The truth is that the teachers struggle, along with that of the oil workers, miners, steel workers and other trades still under the iron heel of corporatism, as well as the auto workers, telephone workers (now facing a union-busting drive) and all the oppressed, if they are to be victorious, cry out for the forging of an authentic communist vanguard, the nucleus of a workers party armed with a program of internationalist struggle against imperialism, and not another version of bourgeois or petty-bourgeois nationalism that has failed time and again since the failed Mexican Revolution of 1910-17.

To defeat the attack against the teachers, and not simply to trade blows, it is necessary to field a powerful proletarian counteroffensive. The attacks on education and health care, elementary democratic rights, have been sponsored and implemented by the entire Mexican bourgeoisie, the ever-obedient lackeys of the imperialist financial institutions like the International Monetary Fund, World Bank and the Organization for Economic Cooperation and Development. This shows the impossibility of guaranteeing a free, high quality education to the whole population within the framework of the rotting capitalist system of our epoch. The workers can – and must – defeat the exploiters.
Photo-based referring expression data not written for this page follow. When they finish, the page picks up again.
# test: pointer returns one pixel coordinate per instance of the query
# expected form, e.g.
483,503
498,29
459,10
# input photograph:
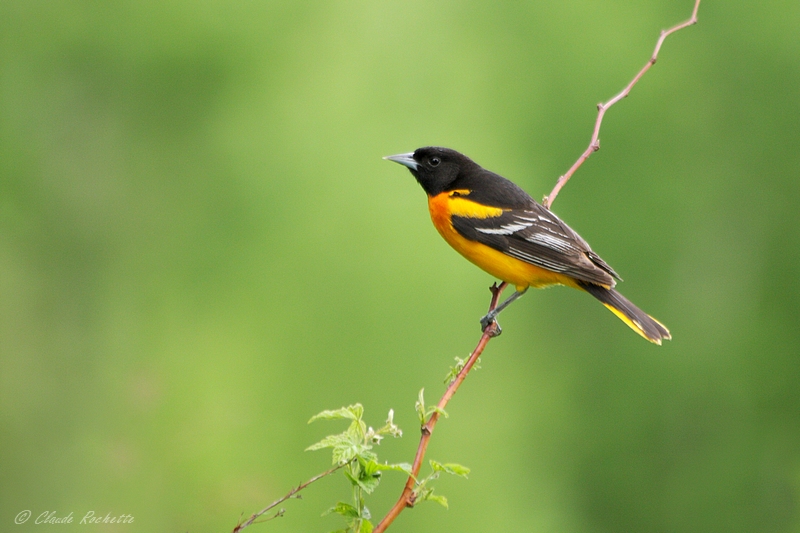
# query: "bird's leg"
491,315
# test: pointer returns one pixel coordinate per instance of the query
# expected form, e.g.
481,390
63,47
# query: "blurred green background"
200,248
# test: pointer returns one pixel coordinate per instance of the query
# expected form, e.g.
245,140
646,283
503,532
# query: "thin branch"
408,498
290,494
594,144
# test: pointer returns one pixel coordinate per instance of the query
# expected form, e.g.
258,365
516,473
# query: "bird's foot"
490,325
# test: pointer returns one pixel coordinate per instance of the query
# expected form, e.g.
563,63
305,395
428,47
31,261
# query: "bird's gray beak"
404,159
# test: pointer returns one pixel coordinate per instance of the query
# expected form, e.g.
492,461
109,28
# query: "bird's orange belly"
502,266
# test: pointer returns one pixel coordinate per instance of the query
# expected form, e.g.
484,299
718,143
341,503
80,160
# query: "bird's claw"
490,325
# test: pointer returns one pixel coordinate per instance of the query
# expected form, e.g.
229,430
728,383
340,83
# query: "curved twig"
408,498
594,144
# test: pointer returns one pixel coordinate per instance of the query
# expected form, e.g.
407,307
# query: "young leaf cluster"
353,448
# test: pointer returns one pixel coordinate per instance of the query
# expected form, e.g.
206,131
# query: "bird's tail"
639,321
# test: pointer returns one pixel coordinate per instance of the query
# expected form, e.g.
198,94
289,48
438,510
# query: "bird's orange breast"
519,273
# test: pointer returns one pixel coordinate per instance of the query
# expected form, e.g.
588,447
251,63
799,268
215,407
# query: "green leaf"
441,500
397,467
367,482
450,468
344,509
353,412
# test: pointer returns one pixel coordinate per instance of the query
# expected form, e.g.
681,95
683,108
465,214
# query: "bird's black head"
435,168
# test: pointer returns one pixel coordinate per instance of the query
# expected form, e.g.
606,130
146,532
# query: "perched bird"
499,227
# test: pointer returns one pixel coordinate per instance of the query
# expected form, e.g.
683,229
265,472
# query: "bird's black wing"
535,235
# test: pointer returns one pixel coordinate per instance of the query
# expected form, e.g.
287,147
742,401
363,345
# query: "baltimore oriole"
500,228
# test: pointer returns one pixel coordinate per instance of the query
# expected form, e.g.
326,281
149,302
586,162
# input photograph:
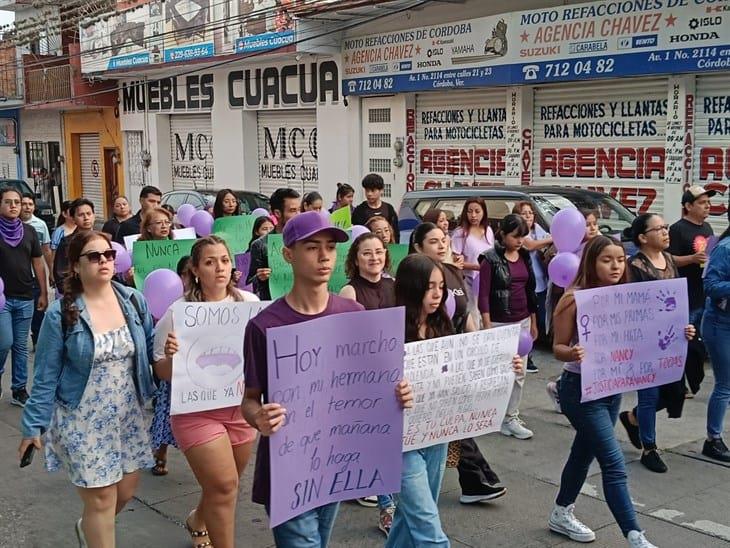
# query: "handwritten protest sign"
150,255
342,217
397,253
235,230
336,377
633,335
177,234
281,278
207,370
243,262
461,385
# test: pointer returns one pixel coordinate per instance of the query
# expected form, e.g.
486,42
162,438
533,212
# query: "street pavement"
687,507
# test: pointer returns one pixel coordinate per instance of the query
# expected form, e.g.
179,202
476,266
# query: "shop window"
379,165
379,115
379,140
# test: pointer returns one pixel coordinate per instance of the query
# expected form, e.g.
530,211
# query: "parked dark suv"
204,199
43,209
613,217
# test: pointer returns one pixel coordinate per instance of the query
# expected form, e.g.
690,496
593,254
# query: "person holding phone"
94,355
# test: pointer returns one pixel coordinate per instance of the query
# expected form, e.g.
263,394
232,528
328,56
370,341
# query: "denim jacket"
717,280
63,364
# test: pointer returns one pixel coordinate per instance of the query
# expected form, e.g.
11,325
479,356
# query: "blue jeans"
385,501
594,438
15,321
416,522
311,529
716,333
38,315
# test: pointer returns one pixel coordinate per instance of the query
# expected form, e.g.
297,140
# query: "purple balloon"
450,304
185,214
162,288
202,222
123,262
568,229
357,230
563,269
525,344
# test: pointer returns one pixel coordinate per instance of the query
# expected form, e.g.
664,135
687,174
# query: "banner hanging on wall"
574,42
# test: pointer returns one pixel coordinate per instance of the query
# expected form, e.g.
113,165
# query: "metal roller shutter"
91,164
607,136
287,142
377,142
191,151
460,138
712,142
133,154
8,162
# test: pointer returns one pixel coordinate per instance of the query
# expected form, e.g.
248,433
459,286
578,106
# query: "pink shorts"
193,429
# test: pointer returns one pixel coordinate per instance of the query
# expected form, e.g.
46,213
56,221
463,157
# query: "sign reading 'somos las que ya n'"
608,39
276,86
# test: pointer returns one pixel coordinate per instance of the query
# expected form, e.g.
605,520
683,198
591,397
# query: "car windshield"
612,216
21,186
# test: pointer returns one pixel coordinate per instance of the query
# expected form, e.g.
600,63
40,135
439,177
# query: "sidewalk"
687,507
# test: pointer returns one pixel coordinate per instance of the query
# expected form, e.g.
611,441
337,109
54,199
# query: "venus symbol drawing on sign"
213,367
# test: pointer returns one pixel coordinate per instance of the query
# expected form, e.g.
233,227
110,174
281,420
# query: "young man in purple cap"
310,247
688,239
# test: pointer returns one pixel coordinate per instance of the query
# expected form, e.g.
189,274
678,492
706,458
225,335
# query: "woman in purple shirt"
507,295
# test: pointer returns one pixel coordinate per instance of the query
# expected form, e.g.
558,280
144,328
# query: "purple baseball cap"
306,225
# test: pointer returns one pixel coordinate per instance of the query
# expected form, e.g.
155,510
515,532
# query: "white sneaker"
564,522
638,540
552,390
515,427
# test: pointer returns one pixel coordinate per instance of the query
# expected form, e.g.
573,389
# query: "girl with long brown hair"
603,264
217,444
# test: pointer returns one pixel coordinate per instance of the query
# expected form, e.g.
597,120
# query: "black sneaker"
19,397
653,462
631,430
482,493
493,479
716,449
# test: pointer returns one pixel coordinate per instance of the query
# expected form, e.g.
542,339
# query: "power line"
416,4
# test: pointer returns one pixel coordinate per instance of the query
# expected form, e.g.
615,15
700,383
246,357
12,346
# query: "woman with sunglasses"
650,234
217,444
156,225
94,355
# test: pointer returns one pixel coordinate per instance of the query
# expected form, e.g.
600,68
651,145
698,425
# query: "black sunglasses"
95,256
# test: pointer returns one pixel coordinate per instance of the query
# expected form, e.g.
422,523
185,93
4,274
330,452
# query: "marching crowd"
100,357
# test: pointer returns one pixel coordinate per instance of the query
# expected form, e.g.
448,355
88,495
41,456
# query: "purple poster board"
633,335
343,439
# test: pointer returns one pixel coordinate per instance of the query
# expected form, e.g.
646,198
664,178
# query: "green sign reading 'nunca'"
397,253
151,255
236,231
282,277
342,218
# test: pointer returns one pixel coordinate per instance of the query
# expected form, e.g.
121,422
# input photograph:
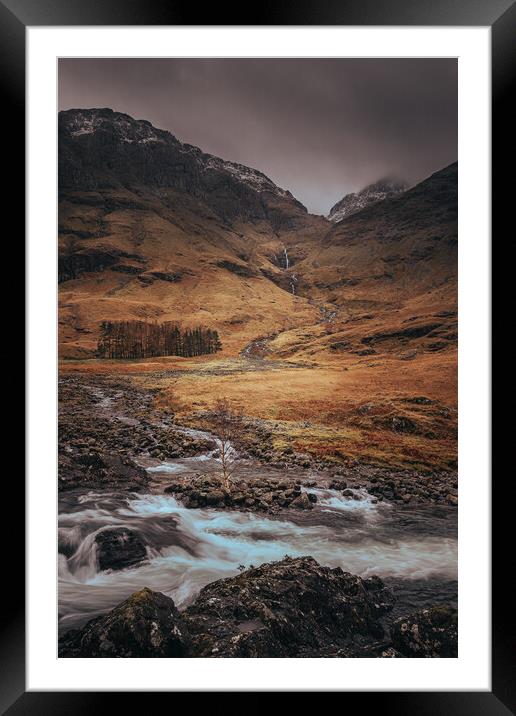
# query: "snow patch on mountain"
372,193
132,131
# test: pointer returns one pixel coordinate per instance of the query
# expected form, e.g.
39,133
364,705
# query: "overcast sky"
320,128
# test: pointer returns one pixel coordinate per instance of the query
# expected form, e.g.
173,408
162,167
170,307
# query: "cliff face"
154,229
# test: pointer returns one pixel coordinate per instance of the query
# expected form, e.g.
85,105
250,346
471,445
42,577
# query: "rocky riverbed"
291,608
113,434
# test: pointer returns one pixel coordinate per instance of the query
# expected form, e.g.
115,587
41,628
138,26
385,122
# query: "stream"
414,549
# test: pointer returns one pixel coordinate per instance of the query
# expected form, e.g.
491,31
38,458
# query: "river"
414,549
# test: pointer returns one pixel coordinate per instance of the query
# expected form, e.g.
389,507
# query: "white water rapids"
187,549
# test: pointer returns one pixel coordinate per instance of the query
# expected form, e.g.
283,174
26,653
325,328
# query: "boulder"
428,633
302,502
290,608
147,624
119,548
This makes indispensable the theory and program of permanent revolution, formulated and advocated by Leon Trotsky, and confirmed by the Russian Revolution of 1917: in this epoch of decaying imperialism, only the struggle for workers power, for a workers and peasants government, can achieve the most elementary democratic gains, as part of an international socialist revolution. Only a Leninist and Trotskyist revolutionary workers party, a section of a reforged Fourth International, will be capable of leading the workers struggles to victory, extending the revolution to the south and the north, into the very heart of the imperialist beast.
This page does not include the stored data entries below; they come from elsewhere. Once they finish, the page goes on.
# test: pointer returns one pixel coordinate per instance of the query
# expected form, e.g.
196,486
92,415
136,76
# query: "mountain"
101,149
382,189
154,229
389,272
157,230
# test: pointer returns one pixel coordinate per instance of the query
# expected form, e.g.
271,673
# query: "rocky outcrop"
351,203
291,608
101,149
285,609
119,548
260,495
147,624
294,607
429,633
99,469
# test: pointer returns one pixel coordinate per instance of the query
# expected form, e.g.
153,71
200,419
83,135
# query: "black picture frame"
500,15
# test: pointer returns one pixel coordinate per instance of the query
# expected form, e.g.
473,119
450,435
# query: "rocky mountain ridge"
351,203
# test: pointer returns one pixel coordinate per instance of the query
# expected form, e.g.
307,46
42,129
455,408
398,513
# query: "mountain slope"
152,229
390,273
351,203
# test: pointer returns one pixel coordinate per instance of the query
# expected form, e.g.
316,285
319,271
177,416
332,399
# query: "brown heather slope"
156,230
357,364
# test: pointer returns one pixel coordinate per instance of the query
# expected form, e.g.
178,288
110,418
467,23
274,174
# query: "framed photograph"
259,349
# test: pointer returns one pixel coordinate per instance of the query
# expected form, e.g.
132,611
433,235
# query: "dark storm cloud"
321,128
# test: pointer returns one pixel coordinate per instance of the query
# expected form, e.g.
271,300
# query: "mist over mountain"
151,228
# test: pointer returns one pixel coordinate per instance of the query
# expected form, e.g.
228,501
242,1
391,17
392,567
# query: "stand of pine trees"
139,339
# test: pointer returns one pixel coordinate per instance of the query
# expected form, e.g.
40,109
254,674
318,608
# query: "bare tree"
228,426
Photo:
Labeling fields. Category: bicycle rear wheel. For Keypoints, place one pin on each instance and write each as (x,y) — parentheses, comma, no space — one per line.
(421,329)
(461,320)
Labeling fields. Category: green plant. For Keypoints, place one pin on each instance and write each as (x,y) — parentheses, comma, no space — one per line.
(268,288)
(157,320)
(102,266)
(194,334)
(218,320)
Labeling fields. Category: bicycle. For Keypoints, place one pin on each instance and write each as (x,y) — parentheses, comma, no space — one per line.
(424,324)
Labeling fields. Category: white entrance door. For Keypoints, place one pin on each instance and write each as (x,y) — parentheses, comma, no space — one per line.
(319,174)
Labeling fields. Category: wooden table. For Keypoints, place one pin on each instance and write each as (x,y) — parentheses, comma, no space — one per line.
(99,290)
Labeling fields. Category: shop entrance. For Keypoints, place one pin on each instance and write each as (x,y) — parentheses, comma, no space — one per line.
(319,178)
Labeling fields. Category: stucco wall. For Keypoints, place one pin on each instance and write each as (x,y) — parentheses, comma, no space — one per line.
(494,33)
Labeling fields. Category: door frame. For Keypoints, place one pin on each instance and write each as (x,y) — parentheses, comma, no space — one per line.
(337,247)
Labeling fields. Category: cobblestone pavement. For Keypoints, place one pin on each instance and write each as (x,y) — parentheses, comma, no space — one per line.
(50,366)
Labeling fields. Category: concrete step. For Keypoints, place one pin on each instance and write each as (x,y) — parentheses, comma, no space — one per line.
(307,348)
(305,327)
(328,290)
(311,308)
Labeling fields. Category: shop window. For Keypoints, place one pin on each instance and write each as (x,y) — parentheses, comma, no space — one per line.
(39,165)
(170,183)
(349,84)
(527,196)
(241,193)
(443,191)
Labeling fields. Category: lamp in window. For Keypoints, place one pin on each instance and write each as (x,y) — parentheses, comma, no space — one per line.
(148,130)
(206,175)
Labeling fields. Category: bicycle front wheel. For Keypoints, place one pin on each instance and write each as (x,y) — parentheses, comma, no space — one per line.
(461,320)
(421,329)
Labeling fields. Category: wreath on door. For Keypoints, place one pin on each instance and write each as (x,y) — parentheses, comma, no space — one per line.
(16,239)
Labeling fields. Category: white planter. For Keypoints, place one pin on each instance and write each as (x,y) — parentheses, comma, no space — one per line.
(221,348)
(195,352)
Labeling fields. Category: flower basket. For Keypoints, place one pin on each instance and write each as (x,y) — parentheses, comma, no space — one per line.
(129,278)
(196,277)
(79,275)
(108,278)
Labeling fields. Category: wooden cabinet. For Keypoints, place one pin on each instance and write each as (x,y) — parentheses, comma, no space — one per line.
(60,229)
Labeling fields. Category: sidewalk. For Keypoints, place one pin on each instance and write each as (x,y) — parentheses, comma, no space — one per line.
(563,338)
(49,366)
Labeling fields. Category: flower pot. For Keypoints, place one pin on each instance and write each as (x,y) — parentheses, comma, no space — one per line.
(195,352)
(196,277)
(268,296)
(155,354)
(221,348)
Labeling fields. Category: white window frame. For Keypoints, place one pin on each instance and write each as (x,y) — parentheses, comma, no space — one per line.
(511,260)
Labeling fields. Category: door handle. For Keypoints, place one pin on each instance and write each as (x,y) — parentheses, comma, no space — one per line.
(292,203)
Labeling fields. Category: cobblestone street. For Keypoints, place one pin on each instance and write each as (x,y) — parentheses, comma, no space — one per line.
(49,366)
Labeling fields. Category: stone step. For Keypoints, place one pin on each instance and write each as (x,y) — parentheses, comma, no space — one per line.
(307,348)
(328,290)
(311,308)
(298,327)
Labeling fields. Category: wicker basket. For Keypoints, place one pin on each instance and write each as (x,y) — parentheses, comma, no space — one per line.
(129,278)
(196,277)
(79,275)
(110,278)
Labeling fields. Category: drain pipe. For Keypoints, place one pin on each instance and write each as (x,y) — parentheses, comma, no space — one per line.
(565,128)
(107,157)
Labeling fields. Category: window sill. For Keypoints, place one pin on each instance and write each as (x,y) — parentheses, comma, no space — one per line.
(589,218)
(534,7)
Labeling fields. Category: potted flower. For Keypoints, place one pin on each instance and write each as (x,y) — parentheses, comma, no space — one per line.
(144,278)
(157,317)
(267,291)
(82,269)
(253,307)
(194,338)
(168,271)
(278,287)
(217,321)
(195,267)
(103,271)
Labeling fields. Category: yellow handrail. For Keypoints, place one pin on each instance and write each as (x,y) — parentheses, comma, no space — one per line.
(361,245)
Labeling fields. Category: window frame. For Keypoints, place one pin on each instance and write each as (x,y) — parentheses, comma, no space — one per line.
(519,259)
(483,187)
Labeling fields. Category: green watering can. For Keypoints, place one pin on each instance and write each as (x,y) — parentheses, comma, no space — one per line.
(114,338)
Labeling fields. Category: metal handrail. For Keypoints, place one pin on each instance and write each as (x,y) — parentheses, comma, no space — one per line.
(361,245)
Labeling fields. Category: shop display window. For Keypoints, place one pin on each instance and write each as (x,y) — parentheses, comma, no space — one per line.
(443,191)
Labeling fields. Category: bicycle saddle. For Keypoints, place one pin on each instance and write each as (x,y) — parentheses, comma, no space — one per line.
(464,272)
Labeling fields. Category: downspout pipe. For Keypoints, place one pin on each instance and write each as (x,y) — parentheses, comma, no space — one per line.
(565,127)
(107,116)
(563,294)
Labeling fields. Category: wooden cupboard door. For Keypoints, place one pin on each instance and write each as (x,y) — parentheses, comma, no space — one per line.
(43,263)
The courageous teachers who have fought with determination for years and decades – and who continue to do so today – deserve a leadership with a program to win. ■


  1. 1. See “Mexican Teachers Strike Braves Murderous Repression ,” The Internationalist No. 43, May-June 2016.
  2. 2. See “Life and Death Struggle for Independent Unions in Mexico,” The Internationalist No. 30 (November-December 2009).
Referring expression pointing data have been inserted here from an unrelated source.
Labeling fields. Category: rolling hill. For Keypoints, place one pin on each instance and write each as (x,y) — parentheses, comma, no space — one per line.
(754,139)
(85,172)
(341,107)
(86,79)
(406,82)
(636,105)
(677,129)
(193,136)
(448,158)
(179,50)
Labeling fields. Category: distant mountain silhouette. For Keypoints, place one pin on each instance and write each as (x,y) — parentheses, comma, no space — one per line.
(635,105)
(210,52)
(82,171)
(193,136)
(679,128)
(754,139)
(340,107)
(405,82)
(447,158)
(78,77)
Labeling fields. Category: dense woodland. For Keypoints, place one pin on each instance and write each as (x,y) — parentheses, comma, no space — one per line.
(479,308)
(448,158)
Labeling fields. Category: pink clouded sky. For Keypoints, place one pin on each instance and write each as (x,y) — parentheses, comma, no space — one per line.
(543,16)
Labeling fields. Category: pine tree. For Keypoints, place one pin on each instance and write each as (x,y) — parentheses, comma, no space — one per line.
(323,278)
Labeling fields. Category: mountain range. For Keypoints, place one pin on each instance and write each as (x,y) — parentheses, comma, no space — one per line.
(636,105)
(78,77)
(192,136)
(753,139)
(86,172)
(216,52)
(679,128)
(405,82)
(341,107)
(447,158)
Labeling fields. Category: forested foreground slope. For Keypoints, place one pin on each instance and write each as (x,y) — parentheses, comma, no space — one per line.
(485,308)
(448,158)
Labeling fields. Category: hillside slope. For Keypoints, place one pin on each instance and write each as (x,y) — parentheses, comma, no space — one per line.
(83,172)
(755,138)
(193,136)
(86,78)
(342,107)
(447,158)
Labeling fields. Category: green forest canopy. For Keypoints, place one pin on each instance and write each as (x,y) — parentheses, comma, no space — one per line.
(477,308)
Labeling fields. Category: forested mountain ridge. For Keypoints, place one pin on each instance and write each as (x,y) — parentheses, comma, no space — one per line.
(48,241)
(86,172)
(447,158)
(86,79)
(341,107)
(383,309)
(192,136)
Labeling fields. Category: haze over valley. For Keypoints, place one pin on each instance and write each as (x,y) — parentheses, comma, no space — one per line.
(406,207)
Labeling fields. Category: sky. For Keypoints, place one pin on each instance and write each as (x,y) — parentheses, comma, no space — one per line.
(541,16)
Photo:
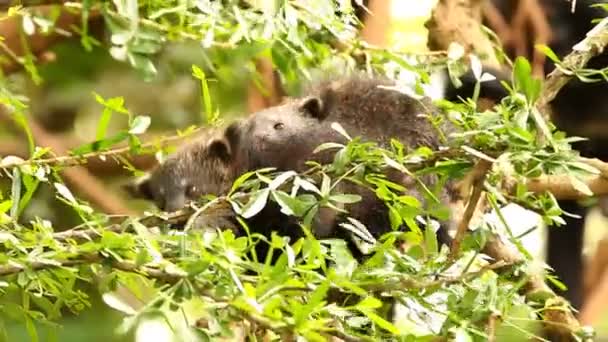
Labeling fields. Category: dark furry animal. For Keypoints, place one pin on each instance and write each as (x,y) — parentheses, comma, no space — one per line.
(579,109)
(285,137)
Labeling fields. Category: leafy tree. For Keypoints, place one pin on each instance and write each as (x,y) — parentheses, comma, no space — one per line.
(204,284)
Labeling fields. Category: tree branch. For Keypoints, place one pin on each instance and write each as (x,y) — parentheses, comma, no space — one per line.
(478,176)
(594,44)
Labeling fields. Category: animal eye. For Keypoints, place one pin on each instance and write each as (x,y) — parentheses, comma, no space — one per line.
(191,191)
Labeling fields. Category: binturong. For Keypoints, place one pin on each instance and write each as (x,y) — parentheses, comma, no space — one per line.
(285,136)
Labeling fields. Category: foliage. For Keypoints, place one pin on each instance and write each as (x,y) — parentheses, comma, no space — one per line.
(213,278)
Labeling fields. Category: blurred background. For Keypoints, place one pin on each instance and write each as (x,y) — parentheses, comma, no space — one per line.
(66,115)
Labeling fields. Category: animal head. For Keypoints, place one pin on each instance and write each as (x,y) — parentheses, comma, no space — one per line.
(204,166)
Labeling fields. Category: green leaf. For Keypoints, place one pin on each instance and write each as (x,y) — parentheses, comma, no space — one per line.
(345,198)
(524,81)
(282,178)
(548,52)
(430,239)
(139,125)
(31,328)
(369,303)
(256,203)
(16,193)
(580,186)
(239,181)
(100,145)
(381,322)
(327,146)
(206,97)
(289,205)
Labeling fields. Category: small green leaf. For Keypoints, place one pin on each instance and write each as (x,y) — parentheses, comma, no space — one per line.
(255,204)
(369,303)
(345,198)
(548,52)
(140,125)
(327,146)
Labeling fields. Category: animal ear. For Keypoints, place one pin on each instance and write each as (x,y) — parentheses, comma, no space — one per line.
(314,107)
(220,148)
(139,188)
(233,135)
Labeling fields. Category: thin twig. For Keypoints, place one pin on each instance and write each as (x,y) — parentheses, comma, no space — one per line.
(592,45)
(478,177)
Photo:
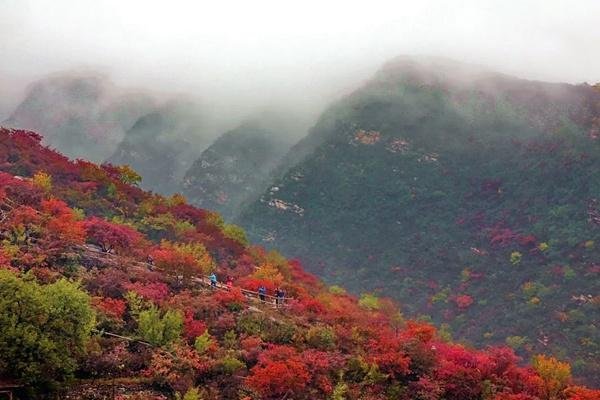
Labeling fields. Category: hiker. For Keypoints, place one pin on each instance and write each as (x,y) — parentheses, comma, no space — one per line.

  3. 3. Charro = cowboy. At the beginning of the Cold War, in 1946-48, the Mexican government completed the state takeover of the unions, expelling the “reds” from union leadership positions (jailing many for years), seizing union offices at gunpoint and firing hundreds of union militants. Henceforth, union leaders were directly appointed by the government. The emblematic figure for this corporatist takeover was Jesús de León, who was installed at the head of the railroad workers union and who liked to dress up in Mexican cowboy (charros) outfits with big sombreros and silver decorations. Thereafter the corrupt leaders of these state-controlled corporatist labor organizations, whose task is to prevent the rise of genuine workers unions, were known as “charros.”
  4. 4. See “The Mexican Steel Workers Strike and the Struggle Against Corporatism,” The Internationalist No. 47 (March-April 2017).
  5. 5. See “Mexican Teachers Strike Braves Murderous Repression.”